Она не болела. За два с половиной года — ни разу. Я болела четырежды: бронхит в январе семьдесят третьего (три недели дома, и кошка спала у меня на груди, и от неё было теплее, чем от горчичника), грипп весной того же года, зубная боль в августе (вырвали коренной, и щека распухла, и месье Леру сказал: «Перрен, вы похожи на бурундука», — и Фернан засмеялся, а я не засмеялась, потому что бурундуков во Франции нет и я не знала, обижаться или нет), и резаная рана на пальце в октябре семьдесят четвёртого — порезалась о край жестяной коробки с бланками.
Мадемуазель Дюваль — ни разу. Ни кашля, ни насморка, ни головной боли. Она приходила в восемь, садилась за стол, клала пальцы на ключ и стучала до восьми вечера, и уходила такой же, какой пришла, — не уставшей, не бледной, не помятой, — и я смотрела ей вслед и думала: может, она просто крепкая? Бывают такие женщины — из деревни, из семьи, где все здоровые? Моя тётка в Нормандии дожила до семидесяти и ни разу не чихнула, правда, она пила кальвадос вместо чая и говорила, что кальвадос убивает всех микробов, и микробы, видимо, верили.
Но мадемуазель Дюваль — не деревенская.
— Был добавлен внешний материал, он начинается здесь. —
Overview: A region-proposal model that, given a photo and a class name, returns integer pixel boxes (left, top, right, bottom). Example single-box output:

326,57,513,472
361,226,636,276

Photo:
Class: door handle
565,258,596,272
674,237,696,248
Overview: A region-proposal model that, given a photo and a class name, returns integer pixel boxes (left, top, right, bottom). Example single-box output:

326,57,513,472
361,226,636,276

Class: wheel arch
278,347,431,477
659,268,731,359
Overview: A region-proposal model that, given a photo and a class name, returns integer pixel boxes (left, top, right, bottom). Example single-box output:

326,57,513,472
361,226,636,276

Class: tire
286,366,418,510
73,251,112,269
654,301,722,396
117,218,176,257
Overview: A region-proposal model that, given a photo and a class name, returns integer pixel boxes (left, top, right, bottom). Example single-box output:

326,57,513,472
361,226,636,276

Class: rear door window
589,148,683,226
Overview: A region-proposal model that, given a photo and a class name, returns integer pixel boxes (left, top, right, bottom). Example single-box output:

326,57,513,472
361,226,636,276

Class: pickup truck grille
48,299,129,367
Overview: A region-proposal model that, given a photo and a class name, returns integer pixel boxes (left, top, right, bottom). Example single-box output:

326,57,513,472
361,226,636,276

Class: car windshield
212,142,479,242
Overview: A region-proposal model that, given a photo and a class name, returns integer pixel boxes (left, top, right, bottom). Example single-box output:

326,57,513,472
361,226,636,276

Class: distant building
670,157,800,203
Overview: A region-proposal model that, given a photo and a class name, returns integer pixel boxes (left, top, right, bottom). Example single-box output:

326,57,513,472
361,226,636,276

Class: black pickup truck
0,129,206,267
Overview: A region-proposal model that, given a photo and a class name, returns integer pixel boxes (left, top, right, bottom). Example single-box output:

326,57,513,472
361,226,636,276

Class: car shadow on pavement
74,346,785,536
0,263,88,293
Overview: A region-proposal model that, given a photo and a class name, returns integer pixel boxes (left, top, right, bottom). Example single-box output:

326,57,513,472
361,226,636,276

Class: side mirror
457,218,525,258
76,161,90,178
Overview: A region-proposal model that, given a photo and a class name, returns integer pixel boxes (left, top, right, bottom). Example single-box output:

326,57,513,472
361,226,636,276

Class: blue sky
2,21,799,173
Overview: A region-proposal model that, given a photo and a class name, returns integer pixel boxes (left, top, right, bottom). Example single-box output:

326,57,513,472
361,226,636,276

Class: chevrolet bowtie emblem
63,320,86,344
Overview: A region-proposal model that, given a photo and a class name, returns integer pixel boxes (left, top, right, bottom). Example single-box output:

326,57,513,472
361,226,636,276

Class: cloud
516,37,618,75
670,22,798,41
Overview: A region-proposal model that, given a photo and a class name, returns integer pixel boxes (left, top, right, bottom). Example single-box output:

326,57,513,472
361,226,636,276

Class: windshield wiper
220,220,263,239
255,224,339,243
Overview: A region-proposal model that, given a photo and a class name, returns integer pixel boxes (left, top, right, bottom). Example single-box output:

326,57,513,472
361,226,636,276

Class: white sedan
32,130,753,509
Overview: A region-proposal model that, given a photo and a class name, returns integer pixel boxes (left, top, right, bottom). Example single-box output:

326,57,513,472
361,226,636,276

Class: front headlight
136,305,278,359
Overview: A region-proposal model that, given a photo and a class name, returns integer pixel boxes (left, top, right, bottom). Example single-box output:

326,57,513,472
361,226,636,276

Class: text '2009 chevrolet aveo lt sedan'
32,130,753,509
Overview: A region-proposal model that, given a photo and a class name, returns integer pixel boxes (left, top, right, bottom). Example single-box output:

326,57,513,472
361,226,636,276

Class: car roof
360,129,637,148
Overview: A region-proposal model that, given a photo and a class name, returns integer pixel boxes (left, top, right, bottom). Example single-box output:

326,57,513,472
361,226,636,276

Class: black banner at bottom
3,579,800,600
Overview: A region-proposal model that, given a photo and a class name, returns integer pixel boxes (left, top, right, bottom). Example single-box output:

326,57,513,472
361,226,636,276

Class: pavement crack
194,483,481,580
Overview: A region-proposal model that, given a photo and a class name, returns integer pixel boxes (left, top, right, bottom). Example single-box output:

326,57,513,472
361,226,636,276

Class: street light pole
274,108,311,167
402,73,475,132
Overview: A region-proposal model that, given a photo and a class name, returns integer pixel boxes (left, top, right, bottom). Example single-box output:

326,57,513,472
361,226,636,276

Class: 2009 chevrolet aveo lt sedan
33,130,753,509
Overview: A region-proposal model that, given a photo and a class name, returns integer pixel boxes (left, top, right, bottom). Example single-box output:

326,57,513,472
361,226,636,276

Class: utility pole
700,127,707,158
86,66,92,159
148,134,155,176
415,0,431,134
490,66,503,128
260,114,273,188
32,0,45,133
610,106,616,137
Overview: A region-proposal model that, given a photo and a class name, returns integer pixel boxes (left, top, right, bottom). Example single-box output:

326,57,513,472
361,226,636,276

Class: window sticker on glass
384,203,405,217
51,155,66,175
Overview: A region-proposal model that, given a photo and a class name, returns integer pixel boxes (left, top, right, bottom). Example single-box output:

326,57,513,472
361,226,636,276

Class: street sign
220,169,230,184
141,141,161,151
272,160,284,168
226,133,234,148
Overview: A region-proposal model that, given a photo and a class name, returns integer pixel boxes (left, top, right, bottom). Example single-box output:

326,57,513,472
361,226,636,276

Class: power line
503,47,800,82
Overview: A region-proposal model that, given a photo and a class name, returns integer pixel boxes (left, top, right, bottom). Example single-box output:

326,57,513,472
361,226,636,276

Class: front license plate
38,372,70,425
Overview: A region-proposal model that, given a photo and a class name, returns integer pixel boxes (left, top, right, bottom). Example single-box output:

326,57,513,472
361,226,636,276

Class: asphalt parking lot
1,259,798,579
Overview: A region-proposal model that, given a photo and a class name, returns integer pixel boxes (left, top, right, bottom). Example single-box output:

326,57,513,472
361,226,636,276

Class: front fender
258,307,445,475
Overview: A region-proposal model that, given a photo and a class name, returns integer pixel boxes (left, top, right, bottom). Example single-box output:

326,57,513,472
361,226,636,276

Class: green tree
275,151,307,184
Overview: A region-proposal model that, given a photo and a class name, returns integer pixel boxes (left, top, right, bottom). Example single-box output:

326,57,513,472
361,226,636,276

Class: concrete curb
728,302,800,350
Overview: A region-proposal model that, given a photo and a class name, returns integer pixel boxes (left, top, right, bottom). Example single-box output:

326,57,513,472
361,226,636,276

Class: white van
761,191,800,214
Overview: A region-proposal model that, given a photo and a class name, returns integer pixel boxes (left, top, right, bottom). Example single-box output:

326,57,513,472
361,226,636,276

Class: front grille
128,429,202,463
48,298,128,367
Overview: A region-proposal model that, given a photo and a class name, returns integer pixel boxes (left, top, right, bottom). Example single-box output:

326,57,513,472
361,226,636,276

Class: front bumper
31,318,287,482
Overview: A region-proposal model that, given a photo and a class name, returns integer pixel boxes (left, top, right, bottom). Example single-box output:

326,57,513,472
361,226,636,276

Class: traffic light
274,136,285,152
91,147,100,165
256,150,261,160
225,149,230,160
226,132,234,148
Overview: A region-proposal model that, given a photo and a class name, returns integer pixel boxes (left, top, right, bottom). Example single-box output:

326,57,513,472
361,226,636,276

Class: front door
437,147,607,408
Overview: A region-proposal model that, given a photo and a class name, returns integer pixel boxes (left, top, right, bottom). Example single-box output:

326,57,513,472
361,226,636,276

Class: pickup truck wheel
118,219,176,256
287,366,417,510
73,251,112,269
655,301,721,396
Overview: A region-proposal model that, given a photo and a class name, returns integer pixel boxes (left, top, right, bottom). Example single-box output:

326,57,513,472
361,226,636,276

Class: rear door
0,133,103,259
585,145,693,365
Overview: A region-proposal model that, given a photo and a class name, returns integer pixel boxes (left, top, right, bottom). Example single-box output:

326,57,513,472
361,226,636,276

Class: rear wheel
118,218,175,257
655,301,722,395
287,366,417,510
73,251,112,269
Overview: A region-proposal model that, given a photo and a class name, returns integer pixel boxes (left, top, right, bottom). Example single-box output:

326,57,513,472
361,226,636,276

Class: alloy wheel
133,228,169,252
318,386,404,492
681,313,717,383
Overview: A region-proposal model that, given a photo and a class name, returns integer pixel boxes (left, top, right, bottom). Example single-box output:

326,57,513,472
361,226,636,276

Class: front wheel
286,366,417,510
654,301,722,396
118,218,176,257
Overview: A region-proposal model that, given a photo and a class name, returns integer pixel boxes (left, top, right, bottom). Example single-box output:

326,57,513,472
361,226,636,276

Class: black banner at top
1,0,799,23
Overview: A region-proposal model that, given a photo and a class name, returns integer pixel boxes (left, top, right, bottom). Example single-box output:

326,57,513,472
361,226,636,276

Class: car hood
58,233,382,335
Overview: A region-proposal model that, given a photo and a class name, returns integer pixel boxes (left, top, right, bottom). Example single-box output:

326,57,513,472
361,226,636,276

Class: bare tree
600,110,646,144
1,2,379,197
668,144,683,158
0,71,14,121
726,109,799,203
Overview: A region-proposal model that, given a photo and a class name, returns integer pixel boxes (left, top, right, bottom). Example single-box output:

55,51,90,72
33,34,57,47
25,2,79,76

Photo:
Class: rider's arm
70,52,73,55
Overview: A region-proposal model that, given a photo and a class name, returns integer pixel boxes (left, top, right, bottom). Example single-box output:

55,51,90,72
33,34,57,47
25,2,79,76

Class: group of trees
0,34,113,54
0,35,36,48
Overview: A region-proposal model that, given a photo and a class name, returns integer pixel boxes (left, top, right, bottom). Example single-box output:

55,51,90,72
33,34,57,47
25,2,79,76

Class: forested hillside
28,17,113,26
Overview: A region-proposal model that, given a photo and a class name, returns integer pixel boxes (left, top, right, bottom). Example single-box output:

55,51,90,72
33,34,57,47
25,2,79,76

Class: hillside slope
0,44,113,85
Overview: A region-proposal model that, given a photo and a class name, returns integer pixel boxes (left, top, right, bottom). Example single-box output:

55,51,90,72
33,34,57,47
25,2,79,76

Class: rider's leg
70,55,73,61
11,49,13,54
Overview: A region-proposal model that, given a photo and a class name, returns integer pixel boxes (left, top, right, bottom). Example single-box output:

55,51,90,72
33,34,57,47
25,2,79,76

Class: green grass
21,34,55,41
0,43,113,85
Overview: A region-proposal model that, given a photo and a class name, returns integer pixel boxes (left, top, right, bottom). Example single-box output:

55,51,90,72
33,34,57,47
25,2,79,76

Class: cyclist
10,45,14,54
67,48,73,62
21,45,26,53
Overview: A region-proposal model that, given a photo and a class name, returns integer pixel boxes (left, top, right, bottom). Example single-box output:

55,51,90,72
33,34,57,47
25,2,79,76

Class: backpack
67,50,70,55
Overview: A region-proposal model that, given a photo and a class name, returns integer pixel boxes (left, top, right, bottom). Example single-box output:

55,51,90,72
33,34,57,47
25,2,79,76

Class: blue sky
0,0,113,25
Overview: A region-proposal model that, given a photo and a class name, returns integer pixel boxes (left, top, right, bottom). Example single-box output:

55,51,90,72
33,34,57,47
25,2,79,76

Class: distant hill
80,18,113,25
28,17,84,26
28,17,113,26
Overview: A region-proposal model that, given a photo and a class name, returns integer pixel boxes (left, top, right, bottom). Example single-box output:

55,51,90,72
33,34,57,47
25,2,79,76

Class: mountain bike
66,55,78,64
Парижанка, по выговору — чистый Левый берег, образованная, читает газеты на перерыве, и пальцы пахнут не землёй — типографской краской, старой, въевшейся, которая не вымывается, и я однажды спросила: «Мадемуазель, вы работали в типографии?» — и она посмотрела на меня так, что я поняла: не спрашивай. Не запрет — просьба. Глазами.
Ещё одно.
Она не стареет.
Я — старею. Мне было двадцать семь, когда она пришла, и двадцать девять сейчас, и за два года у меня появились морщинки у глаз, и седой волос над левым ухом, и колени хрустят по утрам, когда поднимаюсь на четвёртый этаж, — маленькие приметы, незаметные для чужих, но я-то знаю, я каждое утро стою перед зеркалом и считаю. У Фернана борода стала гуще, и залысина — шире. У Гастона появился второй подбородок. Месье Леру вставил серебряный зуб — старый выпал в чашку с кофе, и кофе расплескался, и зуб звякнул о фаянс, и Фернан сказал: «О, месье Леру отправил телеграмму», — и все засмеялись, кроме месье Леру.
А мадемуазель Дюваль — та же. То же лицо, тот же лоб, те же глаза — серые, внимательные, без морщинок. Двадцать три года, как она сказала в первый день. Двадцать три — через год. Двадцать три — через два. Двадцать три — на третий, и я перестала считать, но не перестала смотреть.
Вчера, в воскресенье, мы сидели вдвоём — она и я, трафика нет, провод молчит, за окном дождь, и Северный вокзал внизу гудит, как пустая раковина, и булочница заснула над бриошами, и кто-то на перроне свистел — не мелодию, а просто так, длинный бессмысленный свист, от скуки или от счастья, и разницы между ними нет, когда идёт дождь.